The following morning, as if they agreed to visit Sally at the same time, Mamra and John find themselves at Sally's place. Sally is strategically seated on a couch near a flat television, following what would later be described as her best movie. The three now sit close to each other; first, nobody was able to break the silence that engulfed the room after prayer. After minutes of soul searching, John opens the chart by asking how Sally's life has been since her conception. Sally broke into tears, after some consolation from John and Mamra, she sobers up and starts narrating her ordeal to her two friends. She insists on keeping her pregnancy until delivery, but her mother leaves her no room for that. She has been told to either choose abortion or marriage. Before she could explain what would be her best choice, her mother pops in and kicks her visitors out, John and Mamra are accused of misadvising Sally and are taking the blame on Sally's pregnancy. The two are left with no option but to coil their tails and leave the compound peacefully.
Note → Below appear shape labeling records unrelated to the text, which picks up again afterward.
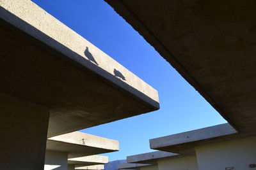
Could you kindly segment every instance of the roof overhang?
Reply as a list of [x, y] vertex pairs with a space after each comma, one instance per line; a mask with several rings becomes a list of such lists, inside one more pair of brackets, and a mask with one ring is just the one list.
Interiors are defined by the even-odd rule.
[[0, 5], [0, 92], [50, 108], [48, 137], [159, 108], [155, 89], [31, 1]]

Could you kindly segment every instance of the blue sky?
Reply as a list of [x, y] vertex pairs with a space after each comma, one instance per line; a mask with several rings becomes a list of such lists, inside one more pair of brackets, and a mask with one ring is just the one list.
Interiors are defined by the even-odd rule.
[[116, 139], [109, 160], [151, 152], [148, 139], [226, 121], [103, 0], [33, 0], [157, 90], [159, 110], [82, 132]]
Tired of her mother's daily shouts, Sally obliges to her mother's demand for abortion. Preparations are made, and information is passed to the concerned people, especially the elderly and the woman who would lead the process. At around two in the evening, the elders had filled the homestead, and you would think a very important or significant occasion was at hand. At three, Sally is taken by a group of older women behind one of the houses in the compound, as was the norm for carrying out an abortion. Thirty minutes later, a sharp cry is heard, which eventually fades into thin air, and the celebration and ululation take control of the air. This celebration never lasted as Sally loses consciousness and bleeds profusely. She is then rushed inside, where she succumbs due to bleeding.
The news of Sally's death fills the village, and soon the homestead was full of mourners. Her best friends, John and Mamra, were not left out. A group of older men and women surrounds the body. John couldn't hide his disappointment and anger. He loses his temper and shouts to the elderly. In attendance was also the new husband to Truphener, who has started showing signs of the deadly virus. The elders have their heads bowed while John insists that all these problems were avoidable, but nobody listened to them. He asks the elders if the corpse is at the University and needs clarification if the new husband to Truphener is still healthy.
In as much as old is gold, it doesn't mean youth is foul. The conservative group must now have a better understanding of the dynamics of life and accept new changes to avert, reduce or revert dangers in our daily life.